Rose Lacombe terminated her career more happily than her sister-in-arms. True, she also had her downfall, but it did not terminate so horribly. She fell violently in love with a young nobleman who was imprisoned in one of the dungeons of the Republic. With her usual wild impetuosity she tried to save him; but so far from rescuing him, she very nearly shared his fate. From this day Rose Lacombe's power was gone. Her voice was no longer listened to as it had once been. Jacobins and Cordeliers no longer strove to gain her support. Taking a more sensible view of the matter than one would expect, she retired from public life, and became a small shopkeeper. In this capacity she ended her days, selling petty articles over a counter all day long. The date of her death is unknown.


The citizens of Lyons, unlike those of Paris, were devoted to the Royal cause. At last the Convention resolved to tolerate this no longer; and General Kellermann was despatched against the city in August, 1793. The people made a gallant defence; never did the female sex show greater bravery. The city fell on Oct. 8th; and, furious at having been resisted, Collot d'Herbois, Couthon, and the other emissaries of the Convention tried to stamp out the very existence of Lyons. Wholesale massacres were perpetrated daily; and the friends of liberty were if possible more enraged against those brave women, who so nobly aided in the defence, than they were against the male leaders. One of the most intrepid female soldiers, named Madame Cochet, when she was on her way to the guillotine, addressed her countrymen from the tumbril, and upbraided them with their cruelty, and their cowardice in tamely submitting to the Terrorists. The crowd at first followed in silence; at last a cry of "Mercy," was heard: but the falling of the National Razor cut short the appeal.

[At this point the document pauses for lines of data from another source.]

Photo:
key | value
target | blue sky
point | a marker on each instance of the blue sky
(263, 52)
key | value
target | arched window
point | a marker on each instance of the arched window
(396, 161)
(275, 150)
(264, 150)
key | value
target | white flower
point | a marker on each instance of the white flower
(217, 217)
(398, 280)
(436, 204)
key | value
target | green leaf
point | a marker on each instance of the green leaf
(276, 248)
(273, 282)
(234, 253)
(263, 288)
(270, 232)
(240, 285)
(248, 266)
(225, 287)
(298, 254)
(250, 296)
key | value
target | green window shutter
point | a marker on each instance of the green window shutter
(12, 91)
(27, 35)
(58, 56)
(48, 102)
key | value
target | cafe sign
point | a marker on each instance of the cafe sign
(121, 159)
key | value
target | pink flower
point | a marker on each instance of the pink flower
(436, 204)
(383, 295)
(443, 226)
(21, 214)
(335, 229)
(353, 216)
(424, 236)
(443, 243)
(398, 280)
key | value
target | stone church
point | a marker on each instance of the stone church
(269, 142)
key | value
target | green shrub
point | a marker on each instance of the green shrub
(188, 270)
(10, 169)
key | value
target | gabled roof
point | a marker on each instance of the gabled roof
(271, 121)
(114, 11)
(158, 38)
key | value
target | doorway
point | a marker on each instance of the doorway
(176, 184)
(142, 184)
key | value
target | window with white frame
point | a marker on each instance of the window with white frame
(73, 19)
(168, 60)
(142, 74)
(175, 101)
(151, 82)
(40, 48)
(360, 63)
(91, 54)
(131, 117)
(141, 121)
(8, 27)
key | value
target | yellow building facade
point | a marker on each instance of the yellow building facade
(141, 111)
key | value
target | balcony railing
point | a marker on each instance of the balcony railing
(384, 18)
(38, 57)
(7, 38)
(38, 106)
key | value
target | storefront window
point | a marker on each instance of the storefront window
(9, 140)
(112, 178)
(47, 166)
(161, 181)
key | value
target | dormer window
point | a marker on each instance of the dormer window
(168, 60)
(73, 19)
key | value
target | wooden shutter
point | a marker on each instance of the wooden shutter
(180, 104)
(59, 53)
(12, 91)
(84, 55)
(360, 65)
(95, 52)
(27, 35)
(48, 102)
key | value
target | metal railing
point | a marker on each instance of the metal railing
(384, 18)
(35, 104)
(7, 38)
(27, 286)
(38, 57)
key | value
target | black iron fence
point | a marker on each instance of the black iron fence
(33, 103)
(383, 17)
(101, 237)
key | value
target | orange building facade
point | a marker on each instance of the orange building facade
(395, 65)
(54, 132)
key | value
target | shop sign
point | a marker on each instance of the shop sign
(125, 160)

Another heroine of Lyons was Marie Adrian, a young girl of seventeen, whose features bore a strange resemblance to Charlotte Corday. She fought desperately by the side of her brother and her lover in one of the batteries. After the city had fallen she was made prisoner.

"What is your name?" demanded the judges, struck by her youth and beauty.

"Marie," she replied. "The name of the mother of that God for whom I am about to die."

"Your age?"

"Seventeen. The age of Charlotte Corday."

"How could you combat against your country?"